ConnectionProfile:DBT

dbt (Data Build Tool) is a cloud-based computing platform that enables you to develop, test, schedule, document, and analyze data models.

The following example shows how to define a dbt connection profile:

Copy

"DBT_CP":
{
   "Type": "ConnectionProfile:DBT",
   "DBT URL": "https://cloud.getdbt.com", 
   "DBT Token": "*****",
   "Account ID": "123456",
   "Connection Timeout": "60",
   "Description": "",
   "Centralized": true
}

The following table describes the dbt connection profile parameters.

Parameter	Description
DBT URL	Defines the dbt authentication endpoint, as follows: https://cloud.getdbt.com
DBT Token	Defines the authentication code that is used to create a connection to the dbt platform. This code is located in the API Access section in the dbt cloud platform. You can use Secrets in Code to hide this value in the code.
Account ID	Defines the unique ID that is assigned to your dbt cloud account. This ID is located in the Account Info section in the dbt cloud platform.
Connection Timeout	Determines the number of seconds to wait after Control-M initiates a connection request to dbt before a timeout occurs.

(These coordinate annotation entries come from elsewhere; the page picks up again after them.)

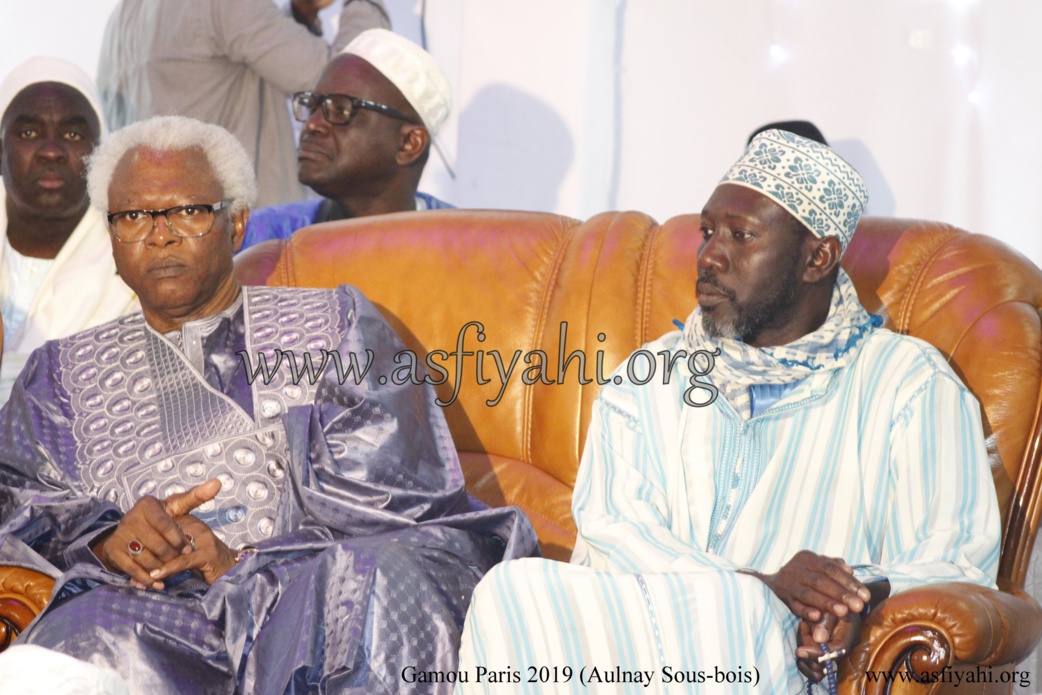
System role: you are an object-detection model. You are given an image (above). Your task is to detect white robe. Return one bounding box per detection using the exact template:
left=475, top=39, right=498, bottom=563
left=0, top=184, right=140, bottom=405
left=457, top=329, right=1000, bottom=694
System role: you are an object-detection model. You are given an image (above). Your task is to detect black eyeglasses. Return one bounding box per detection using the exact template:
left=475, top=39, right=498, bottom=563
left=293, top=92, right=420, bottom=125
left=105, top=200, right=231, bottom=244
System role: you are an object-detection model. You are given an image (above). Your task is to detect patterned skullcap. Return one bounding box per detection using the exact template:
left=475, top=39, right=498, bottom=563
left=341, top=29, right=452, bottom=135
left=720, top=130, right=868, bottom=251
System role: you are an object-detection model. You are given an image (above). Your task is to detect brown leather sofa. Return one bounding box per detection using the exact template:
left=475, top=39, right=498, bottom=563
left=0, top=210, right=1042, bottom=693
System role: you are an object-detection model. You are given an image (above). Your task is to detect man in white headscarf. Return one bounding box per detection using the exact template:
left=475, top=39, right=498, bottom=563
left=460, top=130, right=999, bottom=693
left=0, top=57, right=138, bottom=404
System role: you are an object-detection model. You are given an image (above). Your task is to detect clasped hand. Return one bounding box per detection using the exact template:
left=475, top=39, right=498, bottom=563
left=741, top=550, right=871, bottom=680
left=91, top=478, right=235, bottom=591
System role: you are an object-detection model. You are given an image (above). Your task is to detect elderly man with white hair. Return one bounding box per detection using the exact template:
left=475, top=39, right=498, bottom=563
left=0, top=117, right=536, bottom=695
left=0, top=57, right=138, bottom=404
left=243, top=29, right=452, bottom=254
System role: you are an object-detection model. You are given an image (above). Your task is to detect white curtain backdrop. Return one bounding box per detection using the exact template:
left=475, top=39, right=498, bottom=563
left=0, top=0, right=1042, bottom=265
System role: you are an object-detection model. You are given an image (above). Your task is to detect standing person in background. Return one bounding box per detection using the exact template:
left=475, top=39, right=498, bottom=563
left=0, top=57, right=138, bottom=405
left=243, top=29, right=454, bottom=249
left=98, top=0, right=391, bottom=205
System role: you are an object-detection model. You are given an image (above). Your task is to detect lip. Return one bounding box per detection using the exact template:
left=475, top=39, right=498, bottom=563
left=297, top=142, right=329, bottom=162
left=35, top=171, right=69, bottom=191
left=147, top=258, right=188, bottom=278
left=695, top=280, right=731, bottom=306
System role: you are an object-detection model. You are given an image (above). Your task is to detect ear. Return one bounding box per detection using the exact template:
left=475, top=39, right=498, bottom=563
left=231, top=207, right=250, bottom=253
left=395, top=124, right=430, bottom=167
left=803, top=234, right=843, bottom=284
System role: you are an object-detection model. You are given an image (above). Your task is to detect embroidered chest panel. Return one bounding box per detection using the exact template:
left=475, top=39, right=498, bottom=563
left=59, top=288, right=341, bottom=547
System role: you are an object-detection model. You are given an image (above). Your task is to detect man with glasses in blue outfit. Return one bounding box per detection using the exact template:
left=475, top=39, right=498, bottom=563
left=243, top=29, right=453, bottom=255
left=0, top=117, right=537, bottom=695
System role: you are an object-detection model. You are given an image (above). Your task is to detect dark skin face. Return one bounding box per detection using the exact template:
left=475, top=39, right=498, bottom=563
left=297, top=55, right=430, bottom=217
left=0, top=82, right=100, bottom=258
left=108, top=148, right=249, bottom=332
left=697, top=183, right=841, bottom=347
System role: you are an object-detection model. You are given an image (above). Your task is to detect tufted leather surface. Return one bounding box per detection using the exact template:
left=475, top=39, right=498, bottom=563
left=237, top=210, right=1042, bottom=587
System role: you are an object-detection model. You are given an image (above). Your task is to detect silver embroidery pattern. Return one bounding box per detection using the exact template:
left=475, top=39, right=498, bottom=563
left=59, top=288, right=340, bottom=547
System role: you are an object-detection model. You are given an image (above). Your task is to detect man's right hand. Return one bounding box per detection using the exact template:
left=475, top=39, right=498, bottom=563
left=754, top=550, right=871, bottom=623
left=91, top=478, right=221, bottom=590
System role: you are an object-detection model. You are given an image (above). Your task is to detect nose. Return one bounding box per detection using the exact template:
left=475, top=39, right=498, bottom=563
left=304, top=104, right=329, bottom=132
left=145, top=215, right=181, bottom=246
left=698, top=231, right=730, bottom=273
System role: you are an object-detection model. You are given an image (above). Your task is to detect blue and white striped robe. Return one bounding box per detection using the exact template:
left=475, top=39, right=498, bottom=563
left=457, top=329, right=1000, bottom=693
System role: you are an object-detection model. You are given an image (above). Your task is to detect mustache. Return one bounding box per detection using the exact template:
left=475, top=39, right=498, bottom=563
left=695, top=274, right=738, bottom=301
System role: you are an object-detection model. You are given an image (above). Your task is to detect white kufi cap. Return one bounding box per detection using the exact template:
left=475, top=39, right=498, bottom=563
left=341, top=29, right=452, bottom=135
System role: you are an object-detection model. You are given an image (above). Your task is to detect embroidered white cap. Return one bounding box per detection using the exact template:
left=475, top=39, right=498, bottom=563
left=720, top=130, right=868, bottom=251
left=0, top=55, right=106, bottom=136
left=341, top=29, right=452, bottom=135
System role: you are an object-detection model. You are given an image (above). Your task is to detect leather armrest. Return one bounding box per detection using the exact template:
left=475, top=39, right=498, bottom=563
left=841, top=582, right=1042, bottom=693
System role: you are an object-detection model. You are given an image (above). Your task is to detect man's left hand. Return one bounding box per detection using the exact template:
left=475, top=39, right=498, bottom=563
left=151, top=515, right=235, bottom=585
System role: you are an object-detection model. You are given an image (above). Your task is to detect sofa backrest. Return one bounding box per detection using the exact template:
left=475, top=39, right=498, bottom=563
left=237, top=210, right=1042, bottom=587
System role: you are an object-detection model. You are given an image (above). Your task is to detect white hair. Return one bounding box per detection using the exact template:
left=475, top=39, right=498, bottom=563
left=86, top=116, right=257, bottom=214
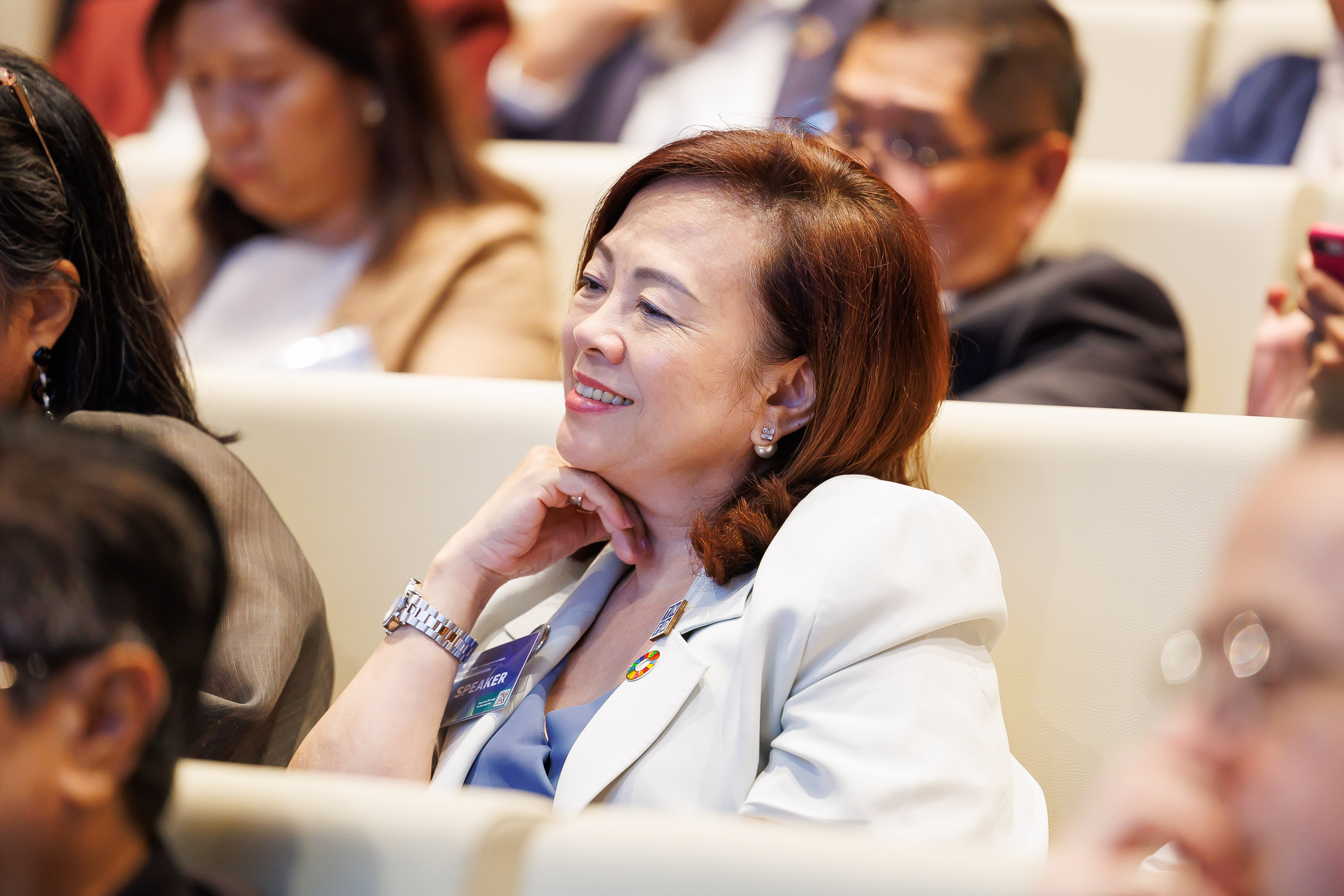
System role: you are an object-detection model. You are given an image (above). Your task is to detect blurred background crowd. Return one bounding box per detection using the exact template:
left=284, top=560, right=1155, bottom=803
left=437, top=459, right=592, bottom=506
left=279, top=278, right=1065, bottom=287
left=0, top=0, right=1344, bottom=415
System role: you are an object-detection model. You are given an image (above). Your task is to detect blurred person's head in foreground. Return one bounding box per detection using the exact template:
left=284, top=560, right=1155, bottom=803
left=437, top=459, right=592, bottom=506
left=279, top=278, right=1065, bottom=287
left=0, top=418, right=227, bottom=896
left=0, top=47, right=198, bottom=423
left=1048, top=430, right=1344, bottom=896
left=835, top=0, right=1083, bottom=290
left=146, top=0, right=503, bottom=254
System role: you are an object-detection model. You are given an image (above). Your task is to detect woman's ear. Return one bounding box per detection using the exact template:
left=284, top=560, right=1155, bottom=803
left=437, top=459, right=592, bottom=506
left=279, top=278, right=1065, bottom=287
left=58, top=642, right=168, bottom=811
left=766, top=355, right=817, bottom=438
left=18, top=258, right=79, bottom=356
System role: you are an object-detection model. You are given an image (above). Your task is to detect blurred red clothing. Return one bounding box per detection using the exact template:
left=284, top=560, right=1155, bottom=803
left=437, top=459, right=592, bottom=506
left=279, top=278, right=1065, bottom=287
left=51, top=0, right=511, bottom=137
left=51, top=0, right=161, bottom=137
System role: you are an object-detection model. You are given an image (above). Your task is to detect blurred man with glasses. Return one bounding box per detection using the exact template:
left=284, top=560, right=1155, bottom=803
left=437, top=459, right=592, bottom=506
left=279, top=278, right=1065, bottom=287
left=813, top=0, right=1188, bottom=411
left=1046, top=389, right=1344, bottom=896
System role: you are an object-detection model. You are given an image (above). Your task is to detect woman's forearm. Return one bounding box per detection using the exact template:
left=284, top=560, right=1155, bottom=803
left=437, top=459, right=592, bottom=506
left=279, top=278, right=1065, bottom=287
left=289, top=627, right=458, bottom=782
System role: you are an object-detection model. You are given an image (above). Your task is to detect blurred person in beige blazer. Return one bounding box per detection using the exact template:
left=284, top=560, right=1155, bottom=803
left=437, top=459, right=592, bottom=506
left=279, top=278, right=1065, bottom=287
left=143, top=0, right=558, bottom=379
left=0, top=48, right=332, bottom=763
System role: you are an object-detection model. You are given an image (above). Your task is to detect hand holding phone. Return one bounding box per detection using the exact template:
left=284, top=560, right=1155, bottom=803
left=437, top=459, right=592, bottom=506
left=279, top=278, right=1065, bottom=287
left=1300, top=222, right=1344, bottom=349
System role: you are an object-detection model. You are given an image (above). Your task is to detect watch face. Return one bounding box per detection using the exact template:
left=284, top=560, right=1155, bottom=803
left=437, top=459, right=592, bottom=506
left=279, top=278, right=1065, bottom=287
left=383, top=594, right=406, bottom=629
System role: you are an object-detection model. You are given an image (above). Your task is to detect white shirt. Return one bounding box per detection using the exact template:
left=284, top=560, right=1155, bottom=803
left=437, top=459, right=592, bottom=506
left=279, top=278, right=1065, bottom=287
left=430, top=475, right=1047, bottom=858
left=1293, top=32, right=1344, bottom=180
left=489, top=0, right=806, bottom=146
left=181, top=235, right=372, bottom=370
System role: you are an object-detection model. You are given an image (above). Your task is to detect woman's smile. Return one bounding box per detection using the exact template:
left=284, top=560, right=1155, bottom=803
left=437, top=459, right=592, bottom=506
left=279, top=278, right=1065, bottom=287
left=564, top=371, right=634, bottom=414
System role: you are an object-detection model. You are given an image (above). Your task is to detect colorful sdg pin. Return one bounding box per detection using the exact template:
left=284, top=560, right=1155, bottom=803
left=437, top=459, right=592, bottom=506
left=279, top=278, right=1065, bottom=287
left=625, top=650, right=663, bottom=681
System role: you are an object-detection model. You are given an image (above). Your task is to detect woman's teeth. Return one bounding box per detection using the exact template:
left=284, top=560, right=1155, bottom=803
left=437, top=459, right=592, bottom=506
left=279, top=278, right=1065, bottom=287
left=574, top=383, right=634, bottom=407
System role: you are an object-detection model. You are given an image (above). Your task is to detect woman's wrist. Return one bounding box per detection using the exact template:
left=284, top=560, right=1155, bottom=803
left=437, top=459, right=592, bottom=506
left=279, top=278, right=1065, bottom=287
left=421, top=545, right=507, bottom=631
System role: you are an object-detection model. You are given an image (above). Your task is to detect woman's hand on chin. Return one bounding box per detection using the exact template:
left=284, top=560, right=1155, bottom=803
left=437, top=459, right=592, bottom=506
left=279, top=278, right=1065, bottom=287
left=425, top=446, right=648, bottom=625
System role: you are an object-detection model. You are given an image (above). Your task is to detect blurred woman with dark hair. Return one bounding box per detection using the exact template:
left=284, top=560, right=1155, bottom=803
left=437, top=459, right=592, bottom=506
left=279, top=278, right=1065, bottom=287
left=0, top=48, right=332, bottom=764
left=292, top=130, right=1046, bottom=854
left=136, top=0, right=557, bottom=379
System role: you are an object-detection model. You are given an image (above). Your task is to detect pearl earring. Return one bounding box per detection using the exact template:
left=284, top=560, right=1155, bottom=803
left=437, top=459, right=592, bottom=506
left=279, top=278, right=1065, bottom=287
left=753, top=426, right=780, bottom=458
left=359, top=97, right=387, bottom=128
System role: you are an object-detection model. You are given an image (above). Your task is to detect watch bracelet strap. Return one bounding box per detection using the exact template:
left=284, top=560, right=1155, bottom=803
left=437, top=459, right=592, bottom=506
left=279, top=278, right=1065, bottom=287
left=392, top=583, right=477, bottom=662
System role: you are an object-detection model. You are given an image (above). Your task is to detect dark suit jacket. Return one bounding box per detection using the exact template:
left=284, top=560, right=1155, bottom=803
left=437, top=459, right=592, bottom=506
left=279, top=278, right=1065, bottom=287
left=1181, top=56, right=1321, bottom=165
left=494, top=0, right=876, bottom=143
left=948, top=252, right=1190, bottom=411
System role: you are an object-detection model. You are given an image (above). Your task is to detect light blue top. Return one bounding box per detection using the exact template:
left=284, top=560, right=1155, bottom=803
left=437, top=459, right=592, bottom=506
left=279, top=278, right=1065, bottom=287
left=464, top=657, right=615, bottom=799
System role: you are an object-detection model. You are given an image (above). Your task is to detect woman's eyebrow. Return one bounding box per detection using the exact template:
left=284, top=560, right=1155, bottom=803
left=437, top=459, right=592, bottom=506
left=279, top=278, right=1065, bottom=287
left=634, top=267, right=700, bottom=302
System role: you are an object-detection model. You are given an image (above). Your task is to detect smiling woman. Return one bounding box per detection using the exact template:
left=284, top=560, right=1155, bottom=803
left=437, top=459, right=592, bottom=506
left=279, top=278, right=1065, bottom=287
left=293, top=130, right=1046, bottom=853
left=143, top=0, right=557, bottom=379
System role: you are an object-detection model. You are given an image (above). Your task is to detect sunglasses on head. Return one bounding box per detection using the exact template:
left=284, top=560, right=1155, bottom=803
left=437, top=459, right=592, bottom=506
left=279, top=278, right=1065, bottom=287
left=0, top=67, right=65, bottom=189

Default: 60
Centralized	Determines whether to create a centralized connection profile, which is stored in the Control-M/EM database and is available to all Agents. You must set this parameter to true.

ConnectionProfile:GCP BigQuery

GCP BigQuery is a Google Cloud Platform computing service that you can use for data storage, processing, and analysis.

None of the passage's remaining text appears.